Before he could begin to solve the urgent domestic and international problems beleaguering Iran, tough-minded Premier Zahedi had to handcuff the Tudeh and their fanatical allies. To quell the Qashqai tribesmen (whom Mossadegh once ruled as Governor General of Fars), Zahedi stationed army tanks and troops at strategic road junctions, mountain passes and in front of the U.S. Point Four mission in the Qashqai territory. In Teheran, his police hacked day & night at the hard core of the Tudeh party, some 7,000 card-carrying Communists. By this week, six weeks after Mossadegh's fall, the new regime had:
P: Raided 178 Tudeh cells, jailed 700 "suspects," exiled 181.
P: Seized 150,000 Communist books, as well as rifles, ammunition, grenades, bazookas and pistols.
P: Uncovered lists of doctors, chemists and engineers deemed trustworthy by the Tudeh for such chores as the theft and use of dynamite, starting riots in the mosques and operating Communist radio stations.

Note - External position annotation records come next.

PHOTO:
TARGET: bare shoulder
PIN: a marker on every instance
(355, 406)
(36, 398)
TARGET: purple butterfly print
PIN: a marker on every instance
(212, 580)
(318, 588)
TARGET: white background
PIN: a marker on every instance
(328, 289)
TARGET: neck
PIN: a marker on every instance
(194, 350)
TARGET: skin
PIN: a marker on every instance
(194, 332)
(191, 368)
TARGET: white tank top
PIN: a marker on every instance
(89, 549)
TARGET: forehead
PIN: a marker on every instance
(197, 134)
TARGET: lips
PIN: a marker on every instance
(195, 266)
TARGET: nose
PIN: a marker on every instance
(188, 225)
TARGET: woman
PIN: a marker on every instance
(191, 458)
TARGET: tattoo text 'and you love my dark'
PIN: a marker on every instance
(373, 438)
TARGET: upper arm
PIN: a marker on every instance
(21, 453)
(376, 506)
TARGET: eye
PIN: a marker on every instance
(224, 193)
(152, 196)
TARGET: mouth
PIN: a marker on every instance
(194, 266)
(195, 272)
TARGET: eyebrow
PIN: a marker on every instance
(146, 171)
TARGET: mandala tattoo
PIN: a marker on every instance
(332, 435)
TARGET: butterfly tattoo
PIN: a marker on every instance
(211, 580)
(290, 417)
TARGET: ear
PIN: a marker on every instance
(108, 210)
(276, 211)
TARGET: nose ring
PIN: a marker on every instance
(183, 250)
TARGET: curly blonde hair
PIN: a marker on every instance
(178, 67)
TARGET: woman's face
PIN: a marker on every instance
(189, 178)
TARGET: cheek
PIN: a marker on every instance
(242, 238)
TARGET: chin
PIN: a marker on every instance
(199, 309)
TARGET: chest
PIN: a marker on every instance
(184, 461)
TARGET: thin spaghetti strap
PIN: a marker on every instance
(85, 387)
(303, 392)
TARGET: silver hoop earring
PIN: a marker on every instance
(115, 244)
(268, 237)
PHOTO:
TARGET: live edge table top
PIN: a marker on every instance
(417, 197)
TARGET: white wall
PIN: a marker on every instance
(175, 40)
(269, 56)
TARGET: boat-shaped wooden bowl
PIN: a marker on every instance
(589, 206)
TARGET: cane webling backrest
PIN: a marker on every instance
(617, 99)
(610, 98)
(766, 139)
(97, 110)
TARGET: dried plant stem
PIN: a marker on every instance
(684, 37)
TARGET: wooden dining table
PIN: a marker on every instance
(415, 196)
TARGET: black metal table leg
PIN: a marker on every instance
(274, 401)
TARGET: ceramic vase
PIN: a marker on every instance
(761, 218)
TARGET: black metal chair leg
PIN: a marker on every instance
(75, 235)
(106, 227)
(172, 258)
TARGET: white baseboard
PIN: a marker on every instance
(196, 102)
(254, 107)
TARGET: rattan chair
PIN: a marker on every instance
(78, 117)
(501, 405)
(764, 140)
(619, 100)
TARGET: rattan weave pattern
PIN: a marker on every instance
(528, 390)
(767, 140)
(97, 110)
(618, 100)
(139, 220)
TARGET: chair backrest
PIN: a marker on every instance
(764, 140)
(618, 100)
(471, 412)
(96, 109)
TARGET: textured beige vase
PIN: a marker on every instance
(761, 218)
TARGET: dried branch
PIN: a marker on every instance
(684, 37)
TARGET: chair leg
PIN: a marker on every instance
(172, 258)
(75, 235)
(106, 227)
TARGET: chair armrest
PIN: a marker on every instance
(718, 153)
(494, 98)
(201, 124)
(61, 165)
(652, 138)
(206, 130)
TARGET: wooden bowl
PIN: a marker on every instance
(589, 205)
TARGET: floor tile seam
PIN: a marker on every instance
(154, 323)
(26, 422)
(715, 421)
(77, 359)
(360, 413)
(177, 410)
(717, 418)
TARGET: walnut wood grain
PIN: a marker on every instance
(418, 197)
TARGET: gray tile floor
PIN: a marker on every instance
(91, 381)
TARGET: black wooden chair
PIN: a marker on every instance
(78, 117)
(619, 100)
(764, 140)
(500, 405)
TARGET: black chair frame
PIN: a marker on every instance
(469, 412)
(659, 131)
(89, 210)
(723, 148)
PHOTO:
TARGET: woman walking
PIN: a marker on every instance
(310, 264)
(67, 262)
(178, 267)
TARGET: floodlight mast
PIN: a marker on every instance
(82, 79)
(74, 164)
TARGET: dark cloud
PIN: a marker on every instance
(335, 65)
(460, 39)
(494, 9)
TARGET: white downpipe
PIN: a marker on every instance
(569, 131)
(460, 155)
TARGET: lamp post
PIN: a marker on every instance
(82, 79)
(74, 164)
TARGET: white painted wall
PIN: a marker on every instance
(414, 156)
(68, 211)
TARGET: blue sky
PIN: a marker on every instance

The Tudeh, as the affair at Ghala morghi air base proved, was still far from squelched. But in its crackdown, the new regime found it had more public backing than it had dared to hope for. In overthrowing Mossadegh and calling their Shah back from his brief exile, Iranians seemed to have given their own patriotism a bracing shot in the arm. "There is an old Iranian proverb: 'There's no room for two kings in a kingdom,' " one Iranian explained. "It was either the Shah or Tudeh. And the people chose the Shah."
-The same crude device employed to sabotage a Nazi munitions train in the Trzcinski and Bevan play and movie Stalag 17.